This investigation alleges that TimberSIL, a wood product from Timber Treatment Technologies, is defective and suffers from premature rotting.
TimberSIL is a glass-infused wood, used as an alternative to traditional wood, for outdoor steps, decks, porches, handrails, and other similar uses. It is advertised to be eco-friendly because it does not contain materials that are environmentally toxic and because, unlike conventional treated wood, it can later be mulched.
Its maker, Timber Treatment Technologies, promotes is as “an effective barrier in lumber to rot, decay and common wood problems” without the use of toxic ingredients. It also offers a forty-year warranty on the product. However, a 2009 study by the Department of Wood Science Engineering at Oregon State University found that TimberSIL wood was “only slightly resistant to decay,” and therefore unsuitable for exterior exposure.
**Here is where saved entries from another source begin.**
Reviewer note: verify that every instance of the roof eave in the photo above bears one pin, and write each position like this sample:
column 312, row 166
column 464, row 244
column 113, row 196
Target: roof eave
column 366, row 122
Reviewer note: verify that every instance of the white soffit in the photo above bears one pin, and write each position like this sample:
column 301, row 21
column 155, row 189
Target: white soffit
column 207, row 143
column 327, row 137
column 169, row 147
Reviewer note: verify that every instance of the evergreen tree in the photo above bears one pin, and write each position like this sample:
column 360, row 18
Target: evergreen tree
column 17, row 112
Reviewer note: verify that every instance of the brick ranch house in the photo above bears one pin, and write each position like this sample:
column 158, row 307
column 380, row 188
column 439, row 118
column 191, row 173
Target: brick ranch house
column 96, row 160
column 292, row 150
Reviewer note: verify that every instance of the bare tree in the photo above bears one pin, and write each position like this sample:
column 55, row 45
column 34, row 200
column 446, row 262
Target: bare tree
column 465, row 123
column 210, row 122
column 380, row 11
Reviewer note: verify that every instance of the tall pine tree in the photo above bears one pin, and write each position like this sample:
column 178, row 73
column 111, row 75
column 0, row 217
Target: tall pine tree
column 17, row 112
TimberSIL was used extensively for rebuilding in New Orleans, after Hurricane Katrina. In particular, actor Brad Pitt’s Make It Right Foundation rebuilt over one hundred homes in the Lower Ninth Ward, between 2008 and 2010, designing them with an eye towards making them eco-friendly and energy-efficient. However, by 2013, the foundation claims it was receiving complaints from residents that the decks and stairs built with TimberSIL were showing signs of rot and decay.
The current investigation alleges that, despite the product’s forty-year warranty users of TimberSIL have found problems within only a few months or years of use of the product, including the following:
The Make It Right Foundation claims that it attempted to negotiate a settlement with the company, but that it was unable to resolve the matter. It has now filed a lawsuit alleging that TimberSIL is a defective product, and that Timber Treatment both “falsely advertised and misrepresented” the product and “failed to honor its product warranty or to take corrective action.” It believes that the wood must now be replaced.
In an even more eyebrow-raising assertion, the lawsuit claims that Make It Right was also contacted in 2013 by an investor in TimberSIL who said that the company was “taking shortcuts with the TimberSIL infusion process, which resulted in a defective product.”
Other users of TimberSIL are also believed to have had problems with the product. For example, contractors renovating a nineteenth-century inn in Massachusetts claim that the TimberSIL they used would not hold paint and could not withstand the inn’s northern climate. They say that they were forced to replace the TimberSIL at a cost of $100,000.
TimberSIL and Timber Treatment Technologies are thus now the subject of an investigation into the material’s possible defects and the company’s potential breaches of warranty.